This article comes with a caveat. Technically, most of the 10 worst NCAA tournament games within the last decade have come in the play-in round. Since it's too easy to pick those games like cherries and place them here, the games selected are from the 64-team bracket.
The following 10 games range anywhere from the first round to the national championship, with storied teams such as UCLA and tournament neophytes such as Alcorn State making the list. Games as close as five points and as lopsided as 56 sit side by side.
Here's hoping none of the games this season find a way on this list.
The score was 22-7 in the Tar Heels' favor before Michigan State could blink. UNC's 55-34 lead accounted for the biggest first-half differential in the history of the Division I Men's Basketball Championship.
In the second half, MSU cut the deficit to 13 points late but never had a realistic chance of winning the game. Twenty-one Spartan turnovers ultimately did them in.
The 2009 NCAA tournament was putrid and completely unmemorable. Naturally, another 2009 game will make this list.
No. 12 seed Arizona made the NCAA tournament as a bubble team and defeated No. 5 Utah and No. 13 Cleveland State to meet No. 1 Louisville in the Sweet 16.
All you need to know about this game are two facts: Arizona was never within single digits after the first seven minutes of the game, and 13 different Louisville players scored points.

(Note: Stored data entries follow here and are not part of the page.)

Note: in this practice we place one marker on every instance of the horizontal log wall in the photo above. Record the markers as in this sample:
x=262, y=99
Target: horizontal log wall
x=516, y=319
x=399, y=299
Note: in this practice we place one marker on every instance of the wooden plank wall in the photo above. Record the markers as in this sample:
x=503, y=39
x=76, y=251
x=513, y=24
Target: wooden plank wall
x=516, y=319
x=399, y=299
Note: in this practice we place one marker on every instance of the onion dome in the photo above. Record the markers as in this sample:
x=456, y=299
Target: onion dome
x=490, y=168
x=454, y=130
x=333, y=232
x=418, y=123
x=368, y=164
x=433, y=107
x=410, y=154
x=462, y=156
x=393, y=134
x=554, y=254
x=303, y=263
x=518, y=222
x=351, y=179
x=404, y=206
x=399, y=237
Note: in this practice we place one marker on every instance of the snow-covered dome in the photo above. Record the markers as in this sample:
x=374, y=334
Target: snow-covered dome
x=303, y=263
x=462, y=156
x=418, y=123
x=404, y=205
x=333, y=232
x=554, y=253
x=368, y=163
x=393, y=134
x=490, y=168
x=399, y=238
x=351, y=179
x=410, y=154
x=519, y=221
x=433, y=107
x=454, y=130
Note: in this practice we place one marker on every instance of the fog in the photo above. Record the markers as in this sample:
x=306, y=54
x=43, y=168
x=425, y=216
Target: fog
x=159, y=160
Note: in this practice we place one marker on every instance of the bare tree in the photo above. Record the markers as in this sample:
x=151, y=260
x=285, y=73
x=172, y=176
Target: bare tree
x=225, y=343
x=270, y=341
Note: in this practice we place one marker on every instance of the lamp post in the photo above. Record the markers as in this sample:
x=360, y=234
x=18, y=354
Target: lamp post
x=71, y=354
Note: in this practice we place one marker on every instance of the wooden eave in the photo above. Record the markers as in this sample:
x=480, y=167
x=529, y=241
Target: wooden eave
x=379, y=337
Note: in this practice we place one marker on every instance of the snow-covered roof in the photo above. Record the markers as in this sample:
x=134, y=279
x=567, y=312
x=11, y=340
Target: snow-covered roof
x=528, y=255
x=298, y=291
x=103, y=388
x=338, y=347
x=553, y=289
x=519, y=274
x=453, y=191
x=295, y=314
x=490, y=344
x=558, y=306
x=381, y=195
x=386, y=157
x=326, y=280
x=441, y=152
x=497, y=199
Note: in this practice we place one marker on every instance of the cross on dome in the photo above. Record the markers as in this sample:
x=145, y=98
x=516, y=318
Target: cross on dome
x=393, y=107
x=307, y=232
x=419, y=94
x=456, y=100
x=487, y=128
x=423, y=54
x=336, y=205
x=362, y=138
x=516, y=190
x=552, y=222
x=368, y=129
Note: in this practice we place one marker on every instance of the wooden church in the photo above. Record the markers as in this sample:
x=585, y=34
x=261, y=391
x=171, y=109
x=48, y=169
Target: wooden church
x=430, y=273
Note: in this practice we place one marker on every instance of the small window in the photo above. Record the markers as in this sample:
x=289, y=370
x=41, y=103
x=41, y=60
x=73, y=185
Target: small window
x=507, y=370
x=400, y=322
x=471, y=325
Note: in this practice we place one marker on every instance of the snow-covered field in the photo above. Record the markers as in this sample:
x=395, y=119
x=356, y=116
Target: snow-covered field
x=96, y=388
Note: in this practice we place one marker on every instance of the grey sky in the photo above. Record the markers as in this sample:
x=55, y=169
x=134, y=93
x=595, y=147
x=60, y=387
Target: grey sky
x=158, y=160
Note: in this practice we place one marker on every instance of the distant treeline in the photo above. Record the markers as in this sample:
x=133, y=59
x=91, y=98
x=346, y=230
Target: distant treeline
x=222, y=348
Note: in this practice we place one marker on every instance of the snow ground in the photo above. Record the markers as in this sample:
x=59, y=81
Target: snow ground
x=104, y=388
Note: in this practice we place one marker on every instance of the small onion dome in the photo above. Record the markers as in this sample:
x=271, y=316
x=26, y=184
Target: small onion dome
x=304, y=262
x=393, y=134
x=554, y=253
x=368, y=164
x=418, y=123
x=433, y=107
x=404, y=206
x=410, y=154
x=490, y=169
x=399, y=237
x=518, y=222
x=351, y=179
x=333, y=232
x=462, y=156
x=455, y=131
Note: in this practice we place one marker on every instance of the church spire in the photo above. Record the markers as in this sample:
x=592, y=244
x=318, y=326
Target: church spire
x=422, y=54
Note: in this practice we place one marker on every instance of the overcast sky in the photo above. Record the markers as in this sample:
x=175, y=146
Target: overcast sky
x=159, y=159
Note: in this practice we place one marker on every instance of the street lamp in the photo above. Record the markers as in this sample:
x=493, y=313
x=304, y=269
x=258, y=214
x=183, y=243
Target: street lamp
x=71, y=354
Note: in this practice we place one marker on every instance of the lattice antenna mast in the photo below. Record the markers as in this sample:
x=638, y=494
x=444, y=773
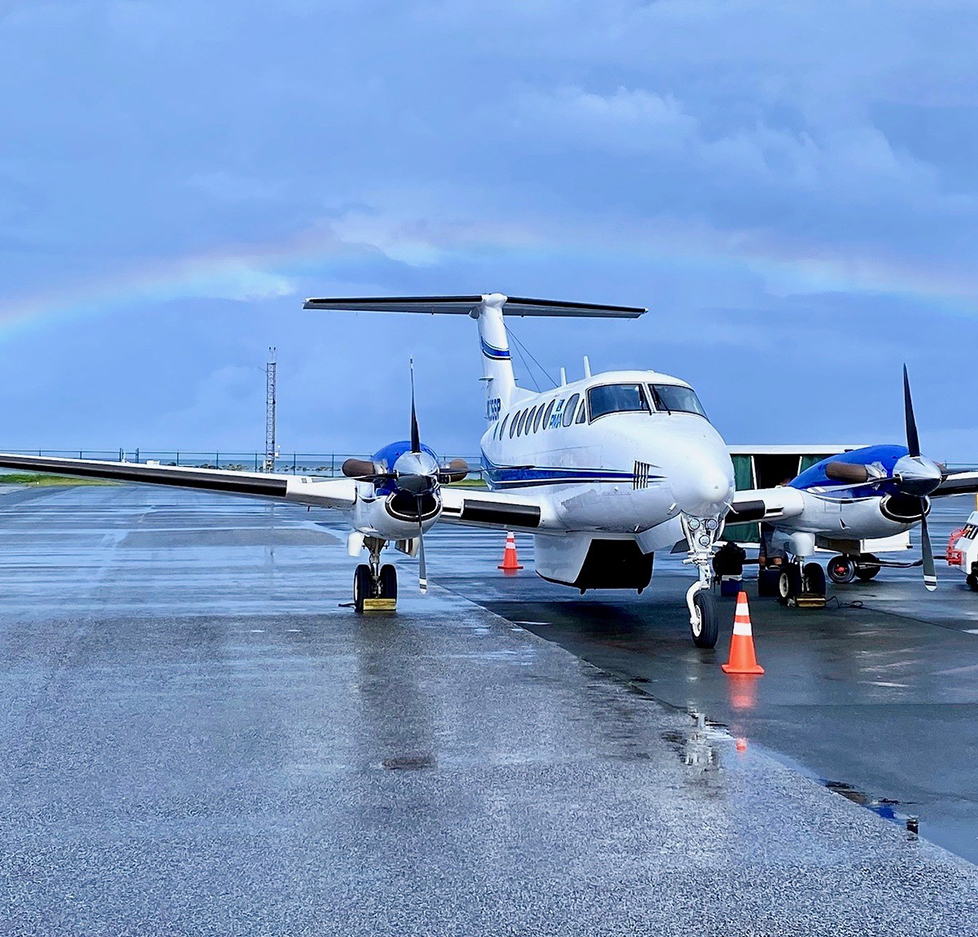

Jim Calhoun did not coach the UConn Huskies in this 1 vs. 16 matchup, but his players could have coached themselves to a blowout victory. UConn went on a 46-5 run (not a typo) to enter halftime with a 63-20 lead.
If UConn played with three in the second half, do you think the Huskies would have still won?
Russell Westbrook, Kevin Love and Darren Collison held Mississippi Valley State to 29 points, a total that would befit a college basketball team assembled before Danny Biasone invented the shot clock.
Fun facts: Mississippi Valley State scored the fewest points in the NCAA tournament since 1946 and shot the worst field-goal percentage ever in March Madness, at 19.7 percent.
I'm going to cheat a bit and put three games together on one slide.
The 2006 NCAA tournament was two-faced in its entertainment value. While the first four rounds brought fans No. 11 seed George Mason and No. 13 seed Bradley's Cinderella runs and the greatest NCAA tournament game that no one ever mentions (No. 14 seed Northwestern State beating No. 3 seed Iowa, 64-63 on a last-second three-pointer), the Final Four was an unmitigated disaster.
No. 2 seed UCLA took an 18-8 lead against No. 4 seed LSU with 12:26 left in the first half and led by double digits for the remainder of the game, eventually winning by an eyesore score of 59-45.
No. 3 seed Florida let George Mason hang around for a little while but put its foot on the gas pedal with a 20-7 run to open the second half, giving the Gators a 51-33 lead. They would eventually win 73-55.
More of the same in the finals, as UCLA laid an egg and shot 36 percent from the field (18 percent from beyond the arc) and was never within 11 in the second half.
The only game on this list with a single-digit differential, this UCLA-Memphis matchup was an insult to the game of basketball.
UCLA proved that a team can shoot 35 percent from the field and 51 percent (20-of-39) from the free throw line and win a Final Four berth as long as it plays good defense. Memphis made only 31.5 percent of its field goals and went 2-of-17 from deep.
The teams combined for 44 fouls and 35 turnovers.
Is there a worse sight in college basketball than watching Cinderella put on her glass slippers, only to trip and fall down the stairs?
While No. 3 seed Marquette wasn't a Cinderella along the lines of George Mason, the former Conference USA member captured the American sports world's attention as a gritty underdog by upsetting No. 1 seed Kentucky in the Elite Eight.
But it wasn't meant to be. No. 2 seed Kansas led tournament darling Marquette 73-32 just four minutes into the second half. Marquette shot only 31 percent from the field (3-of-16 from three-point range). Kansas, meanwhile, made over 53 percent of its field goals.
As a side note, who can name a player on Dwyane Wade's 2002-2003 Marquette team aside from the aforementioned superstar without looking?
I hate picking on the little guys, but No. 1 Duke's victory over No. 16 seed Winthrop was just brutal. Winthrop led 2-0 before Duke went on a run-of-the-mill 52-13 run (and a 24-0 run within that run) to close the first half.
Winthrop made only six first-half field goals.
The Duke Big Three of Jay Williams, Mike Dunleavy and Carlos Boozer was supposed to breeze into the national championship but got upset by No. 5 seed Indiana, 72-71, in the Sweet 16.